Cumpliendo sus órdenes, Roran y otros aldeanos se esforzaron por recoger el barco tras la tormenta y prepararlo para la ordalía que se le echaba encima. Terminaron de trabajar al anochecer y extinguieron todas las luces de la cubierta con la intención de confundir a sus perseguidores respecto al rumbo del Ala de Dragón. El truco surtió efecto en parte, pues cuando salió el sol, Roran vio que los balandros se habían retrasado cerca de una milla por el noroeste, aunque pronto recuperaron la distancia perdida.

A última hora de la mañana, Roran escaló el palo mayor y se montó en la cofa, a cuarenta metros de la cubierta, tan alto que los hombres de abajo le parecían más pequeños que su meñique. El agua y el cielo parecían balancearse peligrosamente en torno a él cuando el Ala de Dragón se escoraba de un lado a otro.

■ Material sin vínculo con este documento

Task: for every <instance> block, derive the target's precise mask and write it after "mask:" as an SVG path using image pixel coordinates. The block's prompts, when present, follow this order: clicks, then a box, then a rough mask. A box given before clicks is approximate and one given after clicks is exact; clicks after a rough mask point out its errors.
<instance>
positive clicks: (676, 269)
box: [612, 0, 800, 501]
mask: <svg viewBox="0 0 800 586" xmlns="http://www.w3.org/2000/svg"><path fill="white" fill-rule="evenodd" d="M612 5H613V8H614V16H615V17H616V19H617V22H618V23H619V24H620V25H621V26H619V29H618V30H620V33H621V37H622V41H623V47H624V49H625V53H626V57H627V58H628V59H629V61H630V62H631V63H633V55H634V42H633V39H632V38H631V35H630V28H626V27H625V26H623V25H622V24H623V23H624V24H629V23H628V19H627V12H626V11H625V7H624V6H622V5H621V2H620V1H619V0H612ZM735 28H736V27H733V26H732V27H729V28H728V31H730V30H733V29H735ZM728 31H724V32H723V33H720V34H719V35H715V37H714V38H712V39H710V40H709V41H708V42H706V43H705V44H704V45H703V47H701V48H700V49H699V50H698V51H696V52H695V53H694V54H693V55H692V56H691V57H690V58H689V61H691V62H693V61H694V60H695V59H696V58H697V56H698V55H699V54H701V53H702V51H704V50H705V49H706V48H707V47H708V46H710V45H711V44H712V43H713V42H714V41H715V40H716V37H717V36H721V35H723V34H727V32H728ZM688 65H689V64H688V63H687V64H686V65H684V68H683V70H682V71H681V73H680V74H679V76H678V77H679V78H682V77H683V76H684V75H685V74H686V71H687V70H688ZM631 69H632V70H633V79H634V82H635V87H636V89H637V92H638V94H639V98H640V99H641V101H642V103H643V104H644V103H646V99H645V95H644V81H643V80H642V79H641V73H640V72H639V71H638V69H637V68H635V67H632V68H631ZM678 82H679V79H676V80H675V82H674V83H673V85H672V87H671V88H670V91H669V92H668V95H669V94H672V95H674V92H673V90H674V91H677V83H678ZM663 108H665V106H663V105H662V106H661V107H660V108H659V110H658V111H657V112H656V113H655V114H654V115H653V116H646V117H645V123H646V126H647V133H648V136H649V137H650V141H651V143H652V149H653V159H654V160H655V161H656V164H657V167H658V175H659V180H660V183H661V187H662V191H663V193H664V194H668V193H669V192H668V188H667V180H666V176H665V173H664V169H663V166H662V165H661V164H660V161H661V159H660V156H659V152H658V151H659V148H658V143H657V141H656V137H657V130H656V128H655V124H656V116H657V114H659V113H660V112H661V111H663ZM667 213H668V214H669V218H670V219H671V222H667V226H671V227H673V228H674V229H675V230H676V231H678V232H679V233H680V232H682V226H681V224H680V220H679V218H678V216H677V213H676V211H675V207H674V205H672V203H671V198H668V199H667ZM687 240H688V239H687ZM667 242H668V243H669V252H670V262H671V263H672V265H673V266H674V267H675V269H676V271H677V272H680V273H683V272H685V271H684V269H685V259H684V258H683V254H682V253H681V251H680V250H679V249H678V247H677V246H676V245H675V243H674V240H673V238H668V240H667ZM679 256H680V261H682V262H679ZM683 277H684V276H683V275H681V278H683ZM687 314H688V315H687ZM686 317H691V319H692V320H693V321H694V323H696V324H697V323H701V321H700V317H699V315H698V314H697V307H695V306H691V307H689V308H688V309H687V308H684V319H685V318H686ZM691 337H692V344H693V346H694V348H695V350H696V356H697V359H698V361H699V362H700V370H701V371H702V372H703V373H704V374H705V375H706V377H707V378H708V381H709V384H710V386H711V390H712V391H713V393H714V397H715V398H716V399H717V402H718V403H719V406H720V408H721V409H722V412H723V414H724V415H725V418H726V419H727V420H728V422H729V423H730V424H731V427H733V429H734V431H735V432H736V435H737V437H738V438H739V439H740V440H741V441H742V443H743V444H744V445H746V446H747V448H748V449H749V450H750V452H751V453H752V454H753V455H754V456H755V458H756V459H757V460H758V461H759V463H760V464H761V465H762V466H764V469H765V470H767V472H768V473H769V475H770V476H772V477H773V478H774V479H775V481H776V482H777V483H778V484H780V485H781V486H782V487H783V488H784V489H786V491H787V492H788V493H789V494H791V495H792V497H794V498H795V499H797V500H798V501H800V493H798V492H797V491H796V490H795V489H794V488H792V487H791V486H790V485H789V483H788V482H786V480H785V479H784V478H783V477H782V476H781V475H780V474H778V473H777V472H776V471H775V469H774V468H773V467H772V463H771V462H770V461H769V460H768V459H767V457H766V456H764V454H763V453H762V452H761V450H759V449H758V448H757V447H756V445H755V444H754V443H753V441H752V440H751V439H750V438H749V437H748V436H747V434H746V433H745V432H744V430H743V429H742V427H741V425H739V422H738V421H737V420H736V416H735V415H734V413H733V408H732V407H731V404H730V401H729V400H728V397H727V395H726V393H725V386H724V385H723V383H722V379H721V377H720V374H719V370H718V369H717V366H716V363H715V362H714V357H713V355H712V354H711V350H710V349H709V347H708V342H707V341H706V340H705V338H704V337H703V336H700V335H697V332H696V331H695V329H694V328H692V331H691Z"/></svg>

Roran sacó el catalejo que había llevado consigo, se lo llevó a un ojo y lo ajustó hasta que quedaron enfocados los balandros, a menos de cuatro millas tras su popa, y acercándose a mayor velocidad de la que le hubiera gustado. «Se habrán dado cuenta de lo que pretendemos hacer», pensó. Trazó un barrido con el catalejo y repasó el océano en busca de alguna señal del Ojo del Jabalí. Se detuvo al divisar un gran disco de espuma, del tamaño de una isla, que giraba de norte a este. «Llegamos tarde», pensó, con un nudo en el estómago. La marea alta había pasado ya, y el Ojo del Jabalí aumentaba su velocidad y su fuerza a medida que el océano se retiraba de la costa. Roran apuntó el catalejo por el costado de la cofa y vio que la cuerda anudada que Uthar había atado a estribor por la popa -para detectar en qué momento entraban en la corriente del remolino- flotaba ahora paralela al Ala de Dragón en vez de estirarse por su estela como era normal. Lo único que tenían a favor era que navegaban en la misma dirección que la corriente del Ojo, y no contra ella. De haber sido al contrario, no hubieran tenido más remedio que esperar hasta que volviera a subir la marea.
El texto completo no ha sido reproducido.